When in the kitchen in summer you must make as few movements as possible. It becomes a study in conciseness: you must chop your carrots not using your whole arm as you might do in winter but using a kind of gliding, circular motion with your wrist and some backbone provided by your forearm. You must move from your cutting board to the stovetop with the least number of pivots possible, and when there must stir like an oarswoman: once, twice, three times lifting from the bottom, getting everything as fully churned as you can because anything beyond that will have you sweating. Conciseness. Create as little extra heat as you can. You must remember this as you pluck mint leaves, must slice with forefinger and thumb flush against the stem -- must make a clean cut of the leaf entire.
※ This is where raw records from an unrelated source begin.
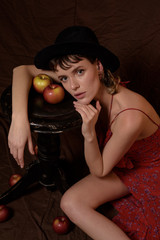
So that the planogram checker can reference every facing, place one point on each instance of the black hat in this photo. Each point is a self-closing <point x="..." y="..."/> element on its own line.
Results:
<point x="76" y="40"/>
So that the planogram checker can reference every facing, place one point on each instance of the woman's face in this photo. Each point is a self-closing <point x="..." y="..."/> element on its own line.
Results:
<point x="81" y="80"/>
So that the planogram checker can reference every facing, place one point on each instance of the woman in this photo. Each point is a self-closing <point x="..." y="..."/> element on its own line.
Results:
<point x="121" y="138"/>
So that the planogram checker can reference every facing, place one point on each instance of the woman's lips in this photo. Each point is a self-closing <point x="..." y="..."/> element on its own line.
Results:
<point x="79" y="95"/>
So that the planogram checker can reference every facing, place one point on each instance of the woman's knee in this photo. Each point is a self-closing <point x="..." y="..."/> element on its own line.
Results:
<point x="72" y="205"/>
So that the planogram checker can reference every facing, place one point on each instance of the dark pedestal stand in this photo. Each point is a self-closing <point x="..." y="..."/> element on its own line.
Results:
<point x="48" y="121"/>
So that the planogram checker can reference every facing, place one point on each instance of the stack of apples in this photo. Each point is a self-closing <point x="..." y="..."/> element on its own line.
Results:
<point x="52" y="92"/>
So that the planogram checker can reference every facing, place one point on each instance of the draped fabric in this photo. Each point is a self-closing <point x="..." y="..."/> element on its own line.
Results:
<point x="131" y="29"/>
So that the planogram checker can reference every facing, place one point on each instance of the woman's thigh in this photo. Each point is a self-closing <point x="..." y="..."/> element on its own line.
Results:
<point x="94" y="191"/>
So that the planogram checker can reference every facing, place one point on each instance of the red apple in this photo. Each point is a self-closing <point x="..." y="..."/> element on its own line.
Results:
<point x="4" y="213"/>
<point x="61" y="225"/>
<point x="40" y="82"/>
<point x="14" y="179"/>
<point x="53" y="93"/>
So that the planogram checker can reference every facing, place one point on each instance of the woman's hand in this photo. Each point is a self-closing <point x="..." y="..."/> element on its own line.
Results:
<point x="89" y="116"/>
<point x="19" y="134"/>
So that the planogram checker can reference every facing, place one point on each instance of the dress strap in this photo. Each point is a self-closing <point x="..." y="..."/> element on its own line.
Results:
<point x="136" y="110"/>
<point x="109" y="116"/>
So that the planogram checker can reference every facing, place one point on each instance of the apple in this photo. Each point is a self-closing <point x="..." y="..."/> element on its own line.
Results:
<point x="61" y="225"/>
<point x="4" y="213"/>
<point x="14" y="179"/>
<point x="53" y="93"/>
<point x="40" y="82"/>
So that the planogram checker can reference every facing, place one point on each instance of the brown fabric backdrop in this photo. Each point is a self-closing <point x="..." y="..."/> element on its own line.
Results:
<point x="131" y="29"/>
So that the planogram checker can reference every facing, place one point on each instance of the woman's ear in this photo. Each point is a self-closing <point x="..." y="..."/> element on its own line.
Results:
<point x="99" y="65"/>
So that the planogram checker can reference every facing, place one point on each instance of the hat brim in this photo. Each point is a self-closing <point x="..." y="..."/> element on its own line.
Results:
<point x="108" y="59"/>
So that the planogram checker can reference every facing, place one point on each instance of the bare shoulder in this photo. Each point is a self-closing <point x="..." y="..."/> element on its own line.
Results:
<point x="129" y="118"/>
<point x="33" y="71"/>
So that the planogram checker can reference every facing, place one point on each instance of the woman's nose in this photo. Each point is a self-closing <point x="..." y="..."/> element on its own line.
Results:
<point x="74" y="84"/>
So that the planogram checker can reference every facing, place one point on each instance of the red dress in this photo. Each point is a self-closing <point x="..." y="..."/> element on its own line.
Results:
<point x="139" y="212"/>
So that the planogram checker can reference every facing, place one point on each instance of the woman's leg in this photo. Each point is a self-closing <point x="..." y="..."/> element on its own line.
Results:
<point x="81" y="200"/>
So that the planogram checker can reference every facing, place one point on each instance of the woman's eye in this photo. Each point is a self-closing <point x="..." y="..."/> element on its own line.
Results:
<point x="80" y="71"/>
<point x="63" y="79"/>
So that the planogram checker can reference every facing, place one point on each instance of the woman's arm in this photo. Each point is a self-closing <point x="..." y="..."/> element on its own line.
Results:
<point x="126" y="131"/>
<point x="19" y="132"/>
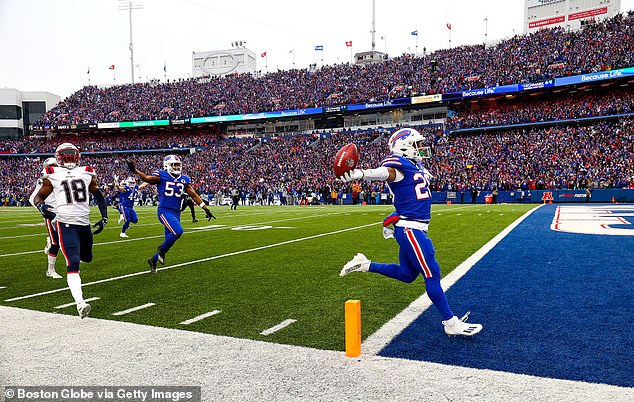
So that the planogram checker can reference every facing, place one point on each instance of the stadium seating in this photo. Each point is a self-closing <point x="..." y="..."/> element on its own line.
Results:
<point x="523" y="58"/>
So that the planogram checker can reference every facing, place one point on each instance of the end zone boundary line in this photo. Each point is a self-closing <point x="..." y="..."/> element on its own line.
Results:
<point x="215" y="257"/>
<point x="374" y="343"/>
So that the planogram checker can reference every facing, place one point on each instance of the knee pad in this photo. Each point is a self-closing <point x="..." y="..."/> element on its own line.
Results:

You have tried to explain this heat many times many times to people not from here. The words always twist coming out of your mouth and you end up saying something like "The heat in the summer gets to you, it gets in your head," or, "People act different in summer." What you really meant to say is that the heat is violent. It mounts a sunup-to-sundown offensive, it descends from above and rises from where it has seeped into the asphalt and it traps you in the middle. It makes everyone move with a languidness that in this East Coast shrine to efficiency they would not otherwise indulge, but it traps that excess energy somewhere else, builds it up like steam in pockets all over your body.

You will find yourself adding more chiles, more hot sauce, more heat to everything you make. Whole jalapenos disappear into otherwise sensible and subtle Spanish tortillas; heaping tablespoons of red pepper flakes into mild carrot and ginger soup. What you reserve in your movements must explode outward in flavor -- to match that slow and stabbing heat.